July 14th, 2013: Hour of the Wolf (1968)

The Hour of the Wolf

What It’s About: A director has made a film about the disappearance of painter Johan Borg (Max von Sydow), which he has reconstructed from the painter’s diary and interviews with his wife Alma (Liv Ullman). Johan and his wife were living on a deserted island where Johan was tormented by visions of the “ghosts” of the island and, presumably, his life. He did not sleep nights but instead stayed up through the “Hour of the Wolf”, that hour just before dawn when the majority of people are born, die, and when hopelessness and the supernatural is at its strongest. Alma is pregnant, and clearly concerned about Johan’s condition.  When Johan shows her his sketchbook, in which has sketches of the apparitions he’s seen, Alma is drawn into Johan’s visions. The next day Alma meets a well dressed old woman (Naima Wifstrand) who tells Alma that Johan must stop his sketches of the apparitions-and that she should read his diary.

In the diary, Alma reads of the people Johan meets while painting out on the island-a Baron who has a castle on the island and invites Johan and Alma to come up; an old lover, Veronica Volger (Ingrid Thulin); and a therapist (Ulf Johansson) who follows Johan and bothers him until Johan punches him in the face.

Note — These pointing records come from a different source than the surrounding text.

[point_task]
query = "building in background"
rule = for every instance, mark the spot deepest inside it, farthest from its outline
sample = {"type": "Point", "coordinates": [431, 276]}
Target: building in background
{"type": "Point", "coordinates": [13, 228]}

The couple accepts the invite even though they both dread it, and we’re treated to a nightmarish dinner where the hosts torment the guests with the hosts’ squabbles and character flaws while simultaneously sizing up the guests themselves and twisting the knife in old wounds. The couple continue to stay up for long nights while discussing their relationship, Johan’s relationship with Volger, Alma’s unwillingness to let the ghosts have Johan, and some of Johan’s other encounters on the island. Eventually the therapist arrives to inform Johan that Volger is at the castle, and he leaves a gun that Johan shoots Alma with before going to the castle, where even stranger encounters await him…

Why Watch it Today?:  Acclaimed Swedish director Ingmar Bergman was born today in 1918.  The Hour of the Wolf may not be his most famous or acclaimed film, but it is a surreal and unsettling one, a long nightmare committed to celluloid.